2007-09-26 21:48:01 | IT・読みたい本
 書籍は、易しく書くと全体像がぼけたり、実像とは違ったものが出来上がったりする。この逆に正確に書くと内容が難しくなったり、無味乾燥になったりする。つまり、易しくしかも正確に書くというのは、簡単そうで難しいのである。オープンソースソフトウエア(OSS)についてもこのことがいえる。OSSの書籍は既に数多く出版されているが、技術的には正確でも理解するのには難しいか、易しく書いてはあるがいまいちピンこない本が圧倒的に多い。そんな不満を解消するのが「オープンソースの逆襲」(吉田智子著、出版文化社刊)である。
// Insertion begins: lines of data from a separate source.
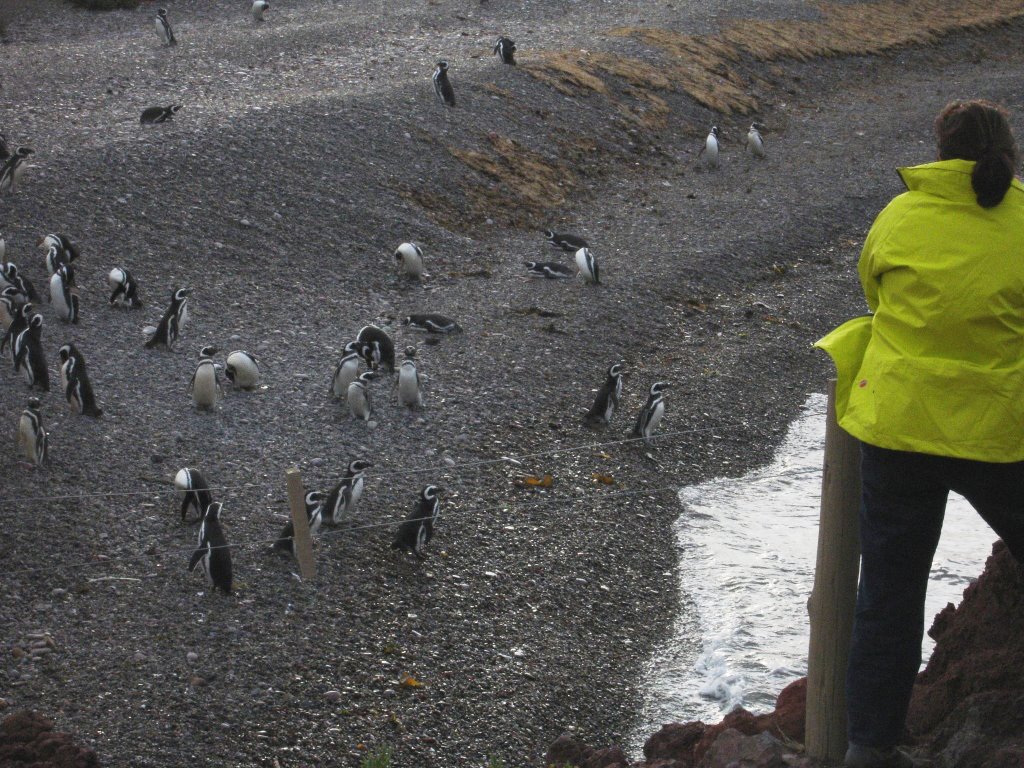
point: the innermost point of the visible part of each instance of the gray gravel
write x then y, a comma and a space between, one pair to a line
279, 194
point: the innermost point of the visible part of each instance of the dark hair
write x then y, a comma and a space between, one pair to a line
979, 130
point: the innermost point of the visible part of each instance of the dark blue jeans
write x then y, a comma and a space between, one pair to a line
902, 507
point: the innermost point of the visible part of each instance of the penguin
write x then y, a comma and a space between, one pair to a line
154, 115
213, 551
607, 397
346, 371
205, 383
314, 508
505, 48
341, 500
378, 349
75, 382
549, 269
409, 256
588, 266
164, 28
711, 148
358, 396
124, 289
416, 531
565, 241
32, 437
410, 380
172, 323
434, 324
755, 142
650, 415
64, 294
259, 8
242, 369
13, 168
442, 86
196, 492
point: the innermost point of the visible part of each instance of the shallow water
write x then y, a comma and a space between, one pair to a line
747, 548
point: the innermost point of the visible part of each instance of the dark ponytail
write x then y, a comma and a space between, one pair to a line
979, 131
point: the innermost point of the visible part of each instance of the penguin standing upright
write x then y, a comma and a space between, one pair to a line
607, 397
417, 529
75, 382
205, 384
164, 28
213, 551
32, 436
342, 499
442, 86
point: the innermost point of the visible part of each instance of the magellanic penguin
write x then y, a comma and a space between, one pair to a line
164, 28
607, 397
213, 551
196, 489
242, 369
124, 289
588, 266
650, 415
755, 142
153, 115
75, 382
442, 86
172, 323
505, 48
205, 384
358, 396
32, 438
417, 529
341, 500
409, 257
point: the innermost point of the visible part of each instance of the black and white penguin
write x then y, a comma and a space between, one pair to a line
172, 323
358, 398
417, 529
650, 415
32, 438
549, 269
154, 115
588, 266
410, 380
442, 86
505, 48
378, 349
341, 500
565, 241
124, 289
409, 257
205, 384
164, 28
64, 294
755, 141
75, 382
607, 397
431, 323
346, 371
196, 489
12, 169
213, 551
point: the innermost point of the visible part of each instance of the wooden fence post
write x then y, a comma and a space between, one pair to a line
300, 525
833, 599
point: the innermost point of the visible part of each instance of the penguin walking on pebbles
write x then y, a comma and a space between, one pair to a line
607, 397
75, 382
32, 437
417, 530
213, 551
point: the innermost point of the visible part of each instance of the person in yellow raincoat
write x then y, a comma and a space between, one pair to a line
932, 383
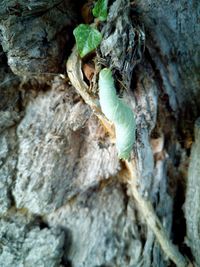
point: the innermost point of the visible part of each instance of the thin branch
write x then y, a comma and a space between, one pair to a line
76, 77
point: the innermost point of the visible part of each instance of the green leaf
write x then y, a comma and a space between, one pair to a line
100, 10
87, 39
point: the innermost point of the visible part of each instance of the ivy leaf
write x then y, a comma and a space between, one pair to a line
87, 39
100, 10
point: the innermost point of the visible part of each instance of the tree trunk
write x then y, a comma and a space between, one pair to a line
65, 199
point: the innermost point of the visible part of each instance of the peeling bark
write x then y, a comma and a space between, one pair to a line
63, 189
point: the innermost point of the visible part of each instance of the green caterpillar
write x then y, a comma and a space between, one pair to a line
117, 112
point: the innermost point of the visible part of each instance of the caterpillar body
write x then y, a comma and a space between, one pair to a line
117, 112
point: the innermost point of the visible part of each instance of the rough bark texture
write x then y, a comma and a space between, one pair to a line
193, 197
63, 199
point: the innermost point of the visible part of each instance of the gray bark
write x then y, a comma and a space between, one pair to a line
63, 198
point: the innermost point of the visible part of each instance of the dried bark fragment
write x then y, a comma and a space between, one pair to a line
34, 35
192, 207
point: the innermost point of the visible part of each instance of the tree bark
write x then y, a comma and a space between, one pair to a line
65, 199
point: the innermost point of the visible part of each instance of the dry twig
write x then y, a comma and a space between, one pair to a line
145, 207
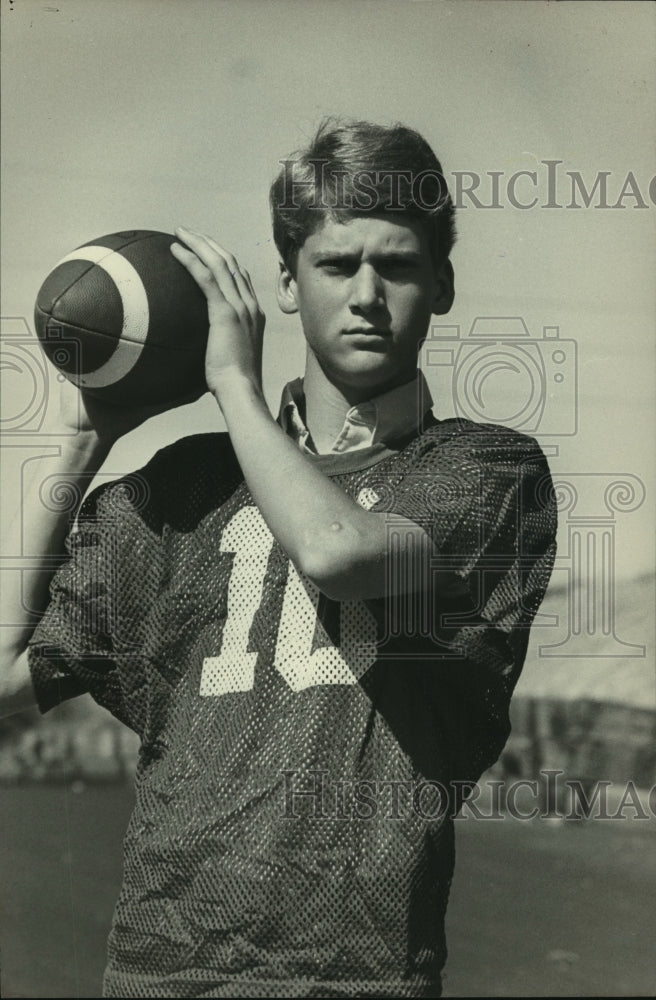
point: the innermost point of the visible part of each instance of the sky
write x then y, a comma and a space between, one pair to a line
152, 113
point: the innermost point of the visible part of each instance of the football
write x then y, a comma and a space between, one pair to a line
124, 320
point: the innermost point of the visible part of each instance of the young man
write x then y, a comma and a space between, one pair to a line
314, 624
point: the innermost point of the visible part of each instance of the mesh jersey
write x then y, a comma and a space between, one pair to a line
289, 836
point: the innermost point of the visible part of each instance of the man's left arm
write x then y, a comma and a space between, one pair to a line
339, 546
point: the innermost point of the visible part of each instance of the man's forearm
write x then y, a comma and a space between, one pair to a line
335, 542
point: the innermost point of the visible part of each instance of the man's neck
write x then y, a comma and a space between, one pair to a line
327, 404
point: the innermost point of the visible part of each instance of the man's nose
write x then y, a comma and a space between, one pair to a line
366, 290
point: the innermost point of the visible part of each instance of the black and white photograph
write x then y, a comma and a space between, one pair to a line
327, 443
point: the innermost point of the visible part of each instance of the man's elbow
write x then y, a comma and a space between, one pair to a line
342, 574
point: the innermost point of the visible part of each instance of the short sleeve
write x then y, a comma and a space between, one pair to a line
484, 495
101, 598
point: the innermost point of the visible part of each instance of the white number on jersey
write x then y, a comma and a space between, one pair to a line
248, 537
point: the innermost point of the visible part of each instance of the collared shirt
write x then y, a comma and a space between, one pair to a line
386, 417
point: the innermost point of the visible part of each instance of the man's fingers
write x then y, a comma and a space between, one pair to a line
239, 275
212, 271
225, 269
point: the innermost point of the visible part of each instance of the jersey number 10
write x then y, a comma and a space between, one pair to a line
247, 536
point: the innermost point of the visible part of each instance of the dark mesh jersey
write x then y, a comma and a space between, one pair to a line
292, 834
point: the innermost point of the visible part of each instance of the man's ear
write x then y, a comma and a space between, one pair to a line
286, 290
445, 289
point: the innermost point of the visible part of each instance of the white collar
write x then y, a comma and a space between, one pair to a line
386, 417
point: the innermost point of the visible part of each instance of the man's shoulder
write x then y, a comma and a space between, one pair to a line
456, 439
179, 482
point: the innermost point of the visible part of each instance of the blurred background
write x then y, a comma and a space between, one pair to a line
129, 114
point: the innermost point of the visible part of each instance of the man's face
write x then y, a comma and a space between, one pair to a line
365, 290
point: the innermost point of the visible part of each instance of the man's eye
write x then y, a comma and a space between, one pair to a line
337, 267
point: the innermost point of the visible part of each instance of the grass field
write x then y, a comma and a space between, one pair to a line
537, 909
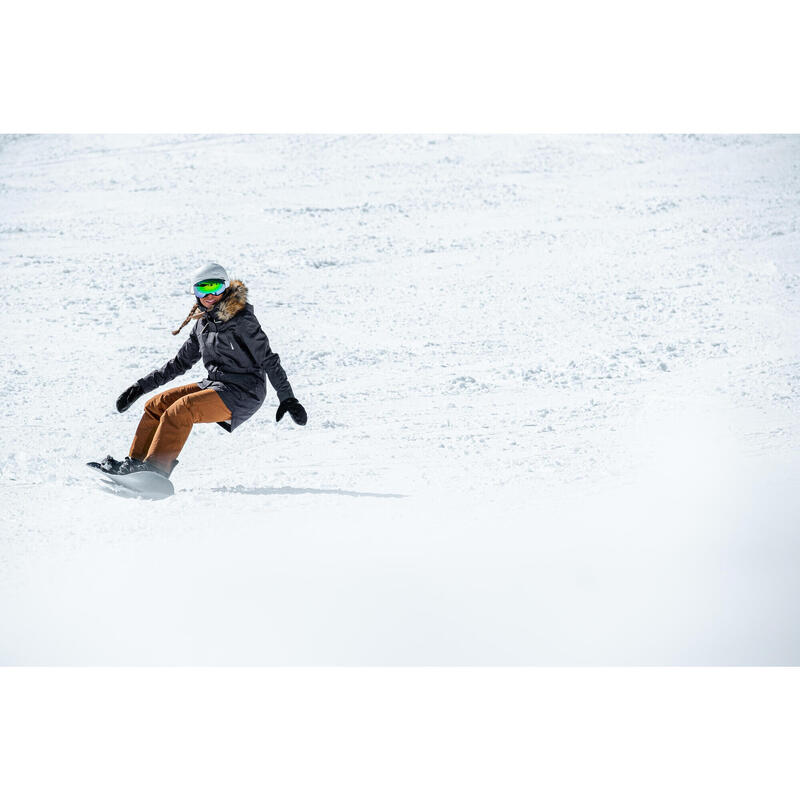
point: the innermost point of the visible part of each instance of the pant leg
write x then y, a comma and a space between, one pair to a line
176, 424
153, 410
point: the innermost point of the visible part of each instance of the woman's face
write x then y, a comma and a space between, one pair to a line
210, 300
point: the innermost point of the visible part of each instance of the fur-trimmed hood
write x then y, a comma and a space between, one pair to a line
233, 301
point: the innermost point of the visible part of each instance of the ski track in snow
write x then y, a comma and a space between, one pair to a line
552, 385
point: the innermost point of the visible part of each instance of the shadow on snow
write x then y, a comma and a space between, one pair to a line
298, 490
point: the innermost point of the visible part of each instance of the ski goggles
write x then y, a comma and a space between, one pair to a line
204, 288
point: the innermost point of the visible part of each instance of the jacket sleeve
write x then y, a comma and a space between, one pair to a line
258, 344
187, 356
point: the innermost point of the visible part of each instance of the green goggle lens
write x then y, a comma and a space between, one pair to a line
203, 288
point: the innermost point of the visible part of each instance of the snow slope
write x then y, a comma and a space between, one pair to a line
552, 385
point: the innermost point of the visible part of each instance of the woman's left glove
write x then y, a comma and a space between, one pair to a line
129, 397
296, 411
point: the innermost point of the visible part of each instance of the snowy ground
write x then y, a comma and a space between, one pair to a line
553, 389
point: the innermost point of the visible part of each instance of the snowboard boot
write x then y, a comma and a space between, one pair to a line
130, 465
108, 464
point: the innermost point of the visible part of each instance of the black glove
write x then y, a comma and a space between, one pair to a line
296, 411
129, 397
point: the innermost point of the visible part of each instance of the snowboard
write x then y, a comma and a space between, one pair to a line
144, 485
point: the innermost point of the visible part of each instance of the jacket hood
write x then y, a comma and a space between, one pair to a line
233, 301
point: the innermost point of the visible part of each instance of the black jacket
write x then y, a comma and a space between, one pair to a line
236, 353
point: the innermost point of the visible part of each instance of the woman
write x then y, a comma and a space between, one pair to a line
237, 355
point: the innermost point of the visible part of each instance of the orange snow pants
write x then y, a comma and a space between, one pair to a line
167, 421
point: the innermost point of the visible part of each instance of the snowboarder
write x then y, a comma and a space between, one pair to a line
237, 355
 同書の主な読者対象者は「知的好奇心を持っている一般社会人の方」である。しかし、ソフトのプロを自認している人でもOSSの一部分には詳しくても、OSSの全体像をつかんでいる人は意外に少ない。ましてや素人にOSSを簡単に説明できるかというと、自信を持って「説明できる」と答える人はほんのわずかだろう。つまり、この本はソフトのプロが読むと、頭の整理がつくというメリットが得られるはずだ。著者は前書きで「オープンソースの存在なくして、今の情報社会は成り立たない」と述べ、「この本に、その答えはすべて書いてある!」と紹介している。

 つまり、同書はOSSの初心者向けの入門書であると同時に、ソフトのプロがOSSの全体像を把握したいというときに大変有効な書である。同書の中に「オープンソース物語」が数カ所に分けて掲載されているが。これはラーメンの秘伝のスープを題材にして、素人でもOSSとは何かが分かるストーリーとなっている。素人の人にOSSとは何かを聞かれ説明に困ったことがある経験をお持ちの人は、この「オープンソース物語」を基にOSSを説明すれば、「さすがプロ」と尊敬されること請け合いだ。